I read Lucky and InStyle every month. OK, “read” might be a bit strong. But I examine both ads and articles with a hungry eye, and usually two or three times over before relegating them to the bathroom, where Husband Mike can use them to educate himself on the latest trends in girliness. Like most normal humans, I am frequently annoyed by the stick-insect models, bizarre and useless focus on celebrity ballgowns (WHY?!??), and outrageous price tags on showcased merch. But I’ve learned to take what I need from these mags and discard the rest.
As a connoisseur of fine words, I thoroughly enjoy the vocab lessons I get from style mags. I could never have added “d’Orsay heels,” “ombre,” and “Ikat prints” to my personal lexicon without the help of fashion writers far more knowledgeable than myself. Oh, and the pretty, pretty pictures help, too. It’s like fashion flashcards.
I also love to find out what’s hot and evaluate in terms of my OWN look. I pass more frequently than I indulge, because trendy items are so often bizarre, hideous, or laughably unflattering to anyone who doesn’t possess the bodily proportions of Angeline Jolie. But it feels good to be in-the-know, and to make informed choices about new styles.
When I DO see a trend or new pairing of items that intrigues me, I make a mental note to find an affordable way to procure it through my own channels. Again, like most normal humans, I have never actually bought an item as shown/promoted in a magazine. I’ve hunted down its likeness at JC Penny and loved it to pieces, instead.
You’ll note that I limit my reading to the semi-accessible style mags. Actual fashion magazines like Vogue make me feel simultaneously angry and inferior, and a recent essay from Independent Fashion Bloggers perfectly encapsulated why:
Vogue and Harper’s talk to me from on high … and about crap I don’t care about even if I COULD afford it. Yeah, sure, if I’d studied clothing design or art history, high fashion might be fascinating and meaningful. But my interest is in style, not in fashion. I am a medium-sized person with a medium-sized income, and I want to look and feel awesome every single day. I’ve never felt that Vogue could help me do that. So I’ve stuck to Lucky and InStyle, both of which have served me well. But now I find even more powerful tools at my disposal.
The “new way” referenced by the fab graphic above is to get your style guidance from fashion blogs. Information in a printed magazine must be researched months in advance, but blogging is instantaneous. If you want truly of-the-moment info, look no further than your ‘puter.

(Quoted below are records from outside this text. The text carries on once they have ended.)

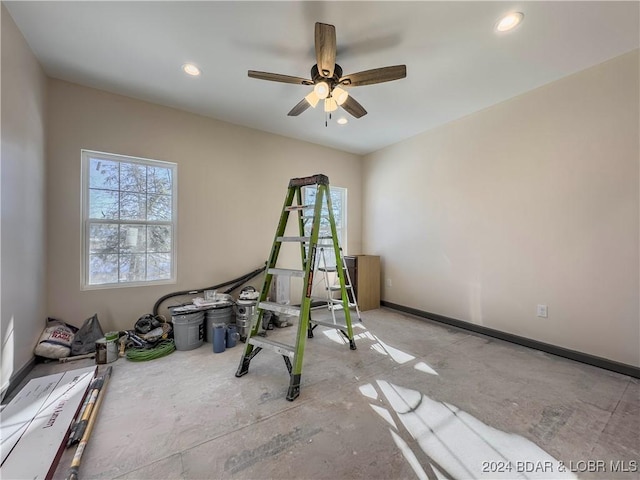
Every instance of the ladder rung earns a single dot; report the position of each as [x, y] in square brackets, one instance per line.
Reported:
[280, 308]
[269, 344]
[337, 288]
[329, 324]
[338, 306]
[286, 271]
[329, 269]
[293, 239]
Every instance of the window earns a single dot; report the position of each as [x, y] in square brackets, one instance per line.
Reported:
[339, 207]
[129, 220]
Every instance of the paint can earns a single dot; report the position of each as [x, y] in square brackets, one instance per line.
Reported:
[232, 336]
[219, 333]
[106, 350]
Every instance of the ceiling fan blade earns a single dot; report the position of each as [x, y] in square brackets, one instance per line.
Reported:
[377, 75]
[299, 108]
[276, 77]
[325, 40]
[353, 107]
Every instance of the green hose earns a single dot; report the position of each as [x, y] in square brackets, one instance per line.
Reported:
[143, 354]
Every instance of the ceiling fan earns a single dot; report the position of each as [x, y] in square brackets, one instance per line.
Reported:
[327, 78]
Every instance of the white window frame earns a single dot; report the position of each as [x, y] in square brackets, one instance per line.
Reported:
[342, 228]
[86, 156]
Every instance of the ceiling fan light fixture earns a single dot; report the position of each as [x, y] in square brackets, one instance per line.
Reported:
[340, 95]
[330, 105]
[509, 21]
[312, 99]
[191, 69]
[321, 89]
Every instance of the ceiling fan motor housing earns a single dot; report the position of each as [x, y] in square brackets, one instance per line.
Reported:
[332, 81]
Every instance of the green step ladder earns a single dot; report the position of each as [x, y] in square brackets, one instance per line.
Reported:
[293, 354]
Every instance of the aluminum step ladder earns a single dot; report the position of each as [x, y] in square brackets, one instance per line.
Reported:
[309, 218]
[335, 304]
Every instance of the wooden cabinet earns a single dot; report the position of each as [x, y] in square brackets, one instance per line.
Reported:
[364, 271]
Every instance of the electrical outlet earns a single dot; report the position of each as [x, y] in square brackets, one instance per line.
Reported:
[542, 311]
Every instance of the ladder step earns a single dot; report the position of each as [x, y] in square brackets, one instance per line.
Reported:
[293, 239]
[338, 306]
[280, 308]
[286, 271]
[329, 269]
[332, 303]
[329, 324]
[269, 344]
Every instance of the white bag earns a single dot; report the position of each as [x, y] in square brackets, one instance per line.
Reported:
[55, 341]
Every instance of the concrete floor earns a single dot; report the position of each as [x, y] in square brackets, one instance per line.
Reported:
[416, 399]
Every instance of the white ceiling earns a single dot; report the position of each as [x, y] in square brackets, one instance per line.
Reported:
[456, 63]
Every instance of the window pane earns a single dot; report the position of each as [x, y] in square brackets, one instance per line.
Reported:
[103, 204]
[133, 268]
[103, 269]
[158, 266]
[103, 174]
[133, 206]
[130, 216]
[133, 238]
[159, 238]
[159, 208]
[103, 238]
[133, 177]
[159, 180]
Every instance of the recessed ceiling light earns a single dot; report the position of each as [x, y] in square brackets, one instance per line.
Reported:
[191, 69]
[509, 21]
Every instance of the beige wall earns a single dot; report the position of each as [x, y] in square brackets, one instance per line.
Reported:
[232, 183]
[22, 172]
[532, 201]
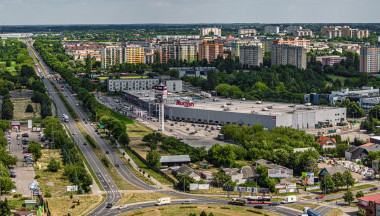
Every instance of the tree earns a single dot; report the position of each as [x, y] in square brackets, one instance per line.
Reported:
[5, 209]
[35, 149]
[54, 165]
[153, 158]
[348, 197]
[359, 194]
[338, 180]
[348, 178]
[29, 108]
[327, 183]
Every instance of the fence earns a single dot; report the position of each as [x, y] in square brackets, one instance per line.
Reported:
[152, 167]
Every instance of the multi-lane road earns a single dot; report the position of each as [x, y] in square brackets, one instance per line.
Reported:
[112, 192]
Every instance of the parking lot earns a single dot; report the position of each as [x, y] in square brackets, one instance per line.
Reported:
[24, 172]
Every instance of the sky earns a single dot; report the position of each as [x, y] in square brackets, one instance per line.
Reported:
[36, 12]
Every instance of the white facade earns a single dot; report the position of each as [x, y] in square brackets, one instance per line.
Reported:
[131, 84]
[272, 29]
[207, 31]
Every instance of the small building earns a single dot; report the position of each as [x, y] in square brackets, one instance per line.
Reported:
[186, 170]
[331, 171]
[15, 125]
[326, 142]
[359, 153]
[175, 160]
[369, 205]
[30, 203]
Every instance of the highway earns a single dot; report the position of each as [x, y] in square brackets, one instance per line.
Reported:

In addition to being timely, style blogs are comprehensive. No matter what you want to know, someone is blogging about it. You can get snapshots of regular people sporting fantastically creative looks via street style blogs, tips on where to land great gear for less via shopping blogs, and constructive guidance on how best to flatter your figure via advice blogs – ALL FOR FREE.
And, even better, you can get your fashion fix without the snobbery. A generalization, of course, as there are plenty of style blogs that will make you feel like a total outsider. But Frugal Fashionista and The Budget Babe will show you how to dress like a celeb on an admin’s budget. You Look Fab is an encyclopedia of figure flattery tips, and Gala Darling will tell you how to love yourself and love your life. And if you’re exhausted by obnoxious style mandates and absurd trends, Daddy Likey will crack you up with her wry take on fashion, both high and low.
I can’t imagine giving up my subscriptions. Style mags are cheap thrills, and it gives me inexplicable solace to leaf through them during weekend café visits with Husband Mike. But I’ve come to appreciate my daily dose of earthy, germane style tips from the ever-giving, ever-lovin’ Interwebs. And it encourages me to see that bloggers are working to change the tide: To create a media network that informs and educates women about style as a means of bolstering self-image.
Now that’s a trend I can get behind.